今思えばとてもちゃちな代物だ。蛍光色にも負けないクリアピンクのネイルなんて、まるでおもちゃみたいなカラーだけど、子供の私たちからしたらまるで魔法のアイテムみたいだったから、ちょっとだけ興奮した。

「ねえ、塗ってみない?」

シンゴの提案に私は「お姉ちゃんにバレちゃうよ」と怖気づいた気がする。だってシンゴのお姉ちゃんは結構怖かったから。
それに指先に塗ったりなんかしたら、すぐにお姉ちゃん以外の大人にもバレてしまいそうで怖じ気づく。

そんな私に気付いてか「じゃあ、分かんないとこに塗ろう」と、シンゴは閃いたように「リオちゃん、くつ下脱いでよ。足なら分かんないよ」と言った。

私は少し考えて「……じゃあ、小指にならいいよ」と靴下を脱いだんだった。

シンゴは外でごっこ遊びしたり砂山を作ったりするよりも、家で絵を描いたり色塗りしたりする遊びが好きな子だった。だからマニキュアも塗りたくて、使ってみたくてしょうがなかったんだと今では思う。

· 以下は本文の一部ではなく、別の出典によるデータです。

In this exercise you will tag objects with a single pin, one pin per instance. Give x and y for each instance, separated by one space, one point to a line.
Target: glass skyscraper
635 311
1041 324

ひざまずくように私の足の小指を真剣に塗るシンゴを見ながら、子供心に「秘密」というのを知った気がして心がムズムズした。



「リオさん?……起きてんの?」

背中から声がして我に返る。
記憶に見た子供部屋の空気、明るい日差し、陽の光にあたった部屋に舞う小さなほこり。
それはもうどこにもなくて、今見えるのは間接照明がいくつもついたオレンジの空間と薄闇、手に持っている深い赤色のネイル。
大人の女にしか似合わない色。

「ごめん、起こした?」
「俺けっこー寝ちゃってたかも……まだ眠い、やばい」
「寝てればいいのに」
「寝すぎると寝られなくなるから起きる」
「お水、ここにペットボトルあるから飲んでいいよ」
「ありがと。リオさん、何してんの」
「ペディキュア」
「あー、足のマニキュアね。なんでペディキュアって言うんだろ」
「知らない」

私が彼を気に入った理由。単純に顔。
ちょっとシンゴに似てるから。
なんかほっとけなかったから。

「ねぇ。あんたさ、名前なんだったっけ」
「えぇ~。そりゃないよリオさん。ケイタだよ」
「似てないな」
「へっ??ちょっと何それ。誰と」
「いや、あんたの顔に似たタレントがこの間客で来たから、ちょっと思い出しただけ」
「え~。そいつ売れてんの?」
「売れなさそう。だって値切り出したから」

適当な嘘を言って、唯一持っているまともそうな思い出を隠す。
ネイルはあっという間に乾いて、爪先でつついても跡にはならなかった。

……シンゴ、今何してるんだろう。
どうしているんだろう。どこにいるんだろう。

大人になるにつれ全く会わなくなってしまった彼。
でも私が会いたいのは、きっと今の彼ではなく、私の足の小さな小指の爪を一生懸命塗ってくれたあの頃の彼であることも分かっている。
記憶の中のシンゴがいい。

大人色ばかりのネイルの小瓶に1個だけ混じる、子供じみたクリアピンクは、もう出せない私の唯一の想いをとじこめているように思えた。